The Prince George's County Council on Jan. 28, 2025 received a briefing on the School Pedestrian Safety work group’s final report and recommendations, developed after five meetings and completed in December 2024.
The report, assembled under resolution CR 9 (2024) and extended by CR 78 to a December 2024 deadline, proposes 18 recommendations intended to reduce pedestrian risk around county schools. Arianne Aubert, director of the Education and Workforce Development Committee staff, told the council the work group formed after the November 2023 deaths of two Riverdale Elementary School students and that Prince George's County remains among the deadliest jurisdictions for pedestrians in the Baltimore–Washington region.

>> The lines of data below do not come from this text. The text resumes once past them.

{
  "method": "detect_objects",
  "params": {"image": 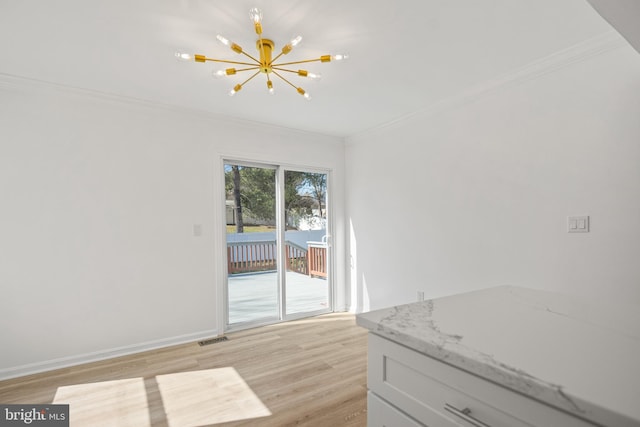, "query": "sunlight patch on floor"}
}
[52,378,151,427]
[156,367,271,427]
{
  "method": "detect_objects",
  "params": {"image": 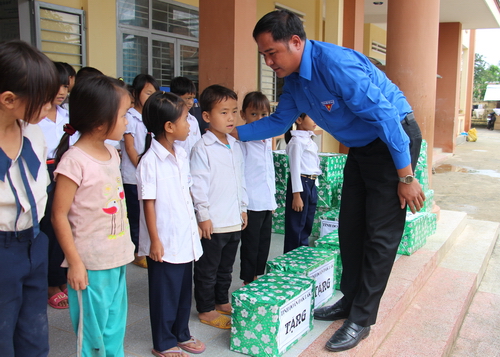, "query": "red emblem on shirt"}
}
[321,99,335,111]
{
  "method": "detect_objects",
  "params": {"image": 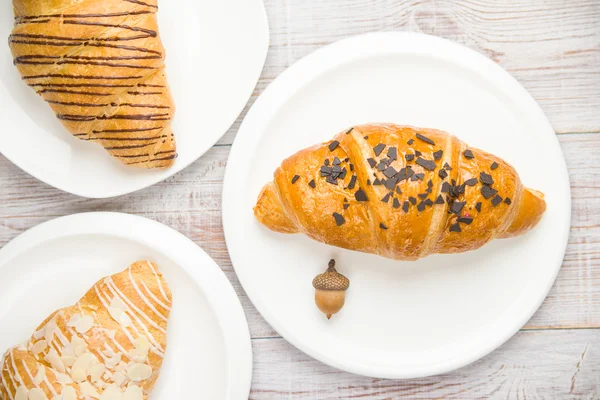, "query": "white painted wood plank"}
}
[250,329,600,400]
[220,0,600,144]
[0,134,600,337]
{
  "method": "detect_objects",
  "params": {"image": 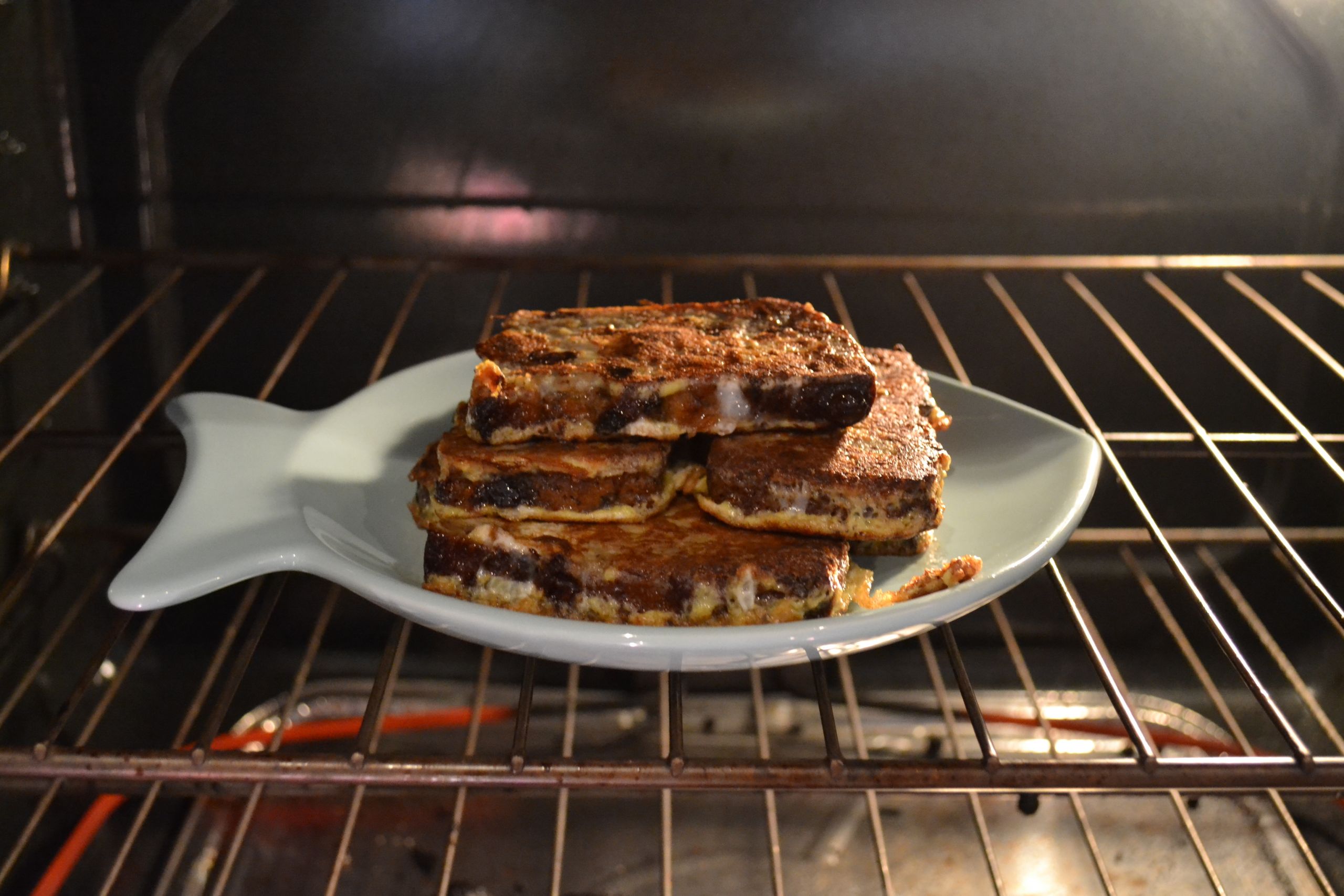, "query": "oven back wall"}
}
[65,0,1344,252]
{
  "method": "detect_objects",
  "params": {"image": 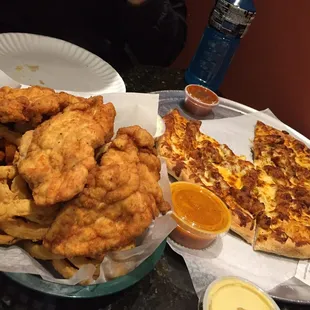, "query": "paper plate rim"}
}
[0,32,126,95]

The recommendations cover infrastructure, evaluation and education: require pedestrian-safety infrastructure at the time of school construction; launch a countywide accessibility evaluation for PGCPS (Prince George’s County Public Schools) campuses; create a unified walk-audit template; set up proactive interagency coordination; establish safe-passage coordinators; create an objective pedestrian safety risk measure for schools; set PGCPS internal goals and timelines for audits; and engage school communities and boards on safety work. The report also calls for lowering speed limits around schools, traffic-calming measures and temporary street restrictions during drop-off and pickup, expanded education campaigns, walking school buses, an annual youth transportation safety summit beginning April 2025, and bilingual (Spanish/English) pedestrian-safety materials for high-risk areas.
Other items in the report include incentivizing municipal police departments to provide crossing-guard subcontracting support to increase coverage, partnering with the Prince George’s County Arts & Humanities Council on street-art crosswalk projects, and recognizing Ruby Bridges Walk to School Day (Nov. 14) as a county/PGCPS event.
“A unified metric system will let us rank schools by objective need so resources can be prioritized,” council member Wenneca Fisher, who co-led the work group, said during the briefing. Eric Olson, the group’s other co-lead, thanked community participants and urged the council to fund recommendations. “I do hope we can follow the recommendations and that this body will put money into the things that need to be done to increase the safety and walkability for our school children,” Olson said.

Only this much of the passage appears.